On change d'heure

17.12.15

Ce week-end, on change l’heure. Le temps s'arrête dans la nuit de samedi à dimanche, entre deux et trois heures du matin - un instant d’éternité.

Dimanche, Il est 16h30 - heure d’été.

Elle est assise devant son père et essaye d’engager la conversation avec des futilités. Elle parle de la pluie, du beau temps, des années passées et d’autres discussions qui n’ont pour seule importance que celle d’entendre à nouveau son père parler. Lui se tient assis dans son vieux fauteuil fripé au milieu de la cuisine obscure. Une faible lumière naît par la fenêtre et meurt sur ses mains fermement posées à plat sur la table. Il commence à faire froid, c'est la fin du mois d'octobre et elle attise la cheminée qui déploie une belle flambée rassurante. Son père regarde fixement les flammes, perdu dans des pensées infinies. Il ne répond pas et se contente de quelques rictus nerveux et décalés avec le monologue de sa fille. Il sourit béatement sans comprendre ce qui se passe, ce qui est dit et qui est cette inconnue bavarde assise à sa table.

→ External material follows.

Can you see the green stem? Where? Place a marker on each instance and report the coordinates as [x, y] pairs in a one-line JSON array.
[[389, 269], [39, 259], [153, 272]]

Elle se lève pour faire du rangement dans la pièce et dans ses idées ; se saisit du balai et commence à tournoyer autour du père. En passant sous la table, elle effleure ses pantoufles, donne quelques coups sur les pieds du fauteuil. Il demeure figé et sourd, imperturbable. Elle ne faiblit pas et malgré la situation oppressante, elle continue à parler comme si rien n’était. Et rien n’est. Elle passe en revue la vie de son père, de la famille, parle de son ancien travail, de sa mère tout en passant un chiffon doux sur l’ensemble des meubles de la maison. Elle nettoie les moindres recoins et trouve des commentaires et des anecdotes à raconter sur chacun des objets briqués.

Quelques heures passent jusqu’au coucher du soleil. A court de paroles, elle s’assoit prés de lui, attrape ses mains restées jusqu’alors plaquées sur la table et les serrent fortement contre sa poitrine. Le vieil homme tourne la tête surpris de cette initiative. Ses lèvres sèches tremblent un peu. Il tente de parler, de lui donner quelque chose, cherche l’eau dans les yeux de sa fille. Par un regard, par un toucher, elle transmet la chaleur que les mots ne portent plus. Ses paupières couvrent une mine de sel sec, il se penche sur la joue de sa fille et dans un râle profond, murmure à son oreille :

« Je pars... »

Il ne reste plus que quelques cendres rougeoyantes dans la cheminée. 

Dimanche, Il est 18h30 - heure d’hiver.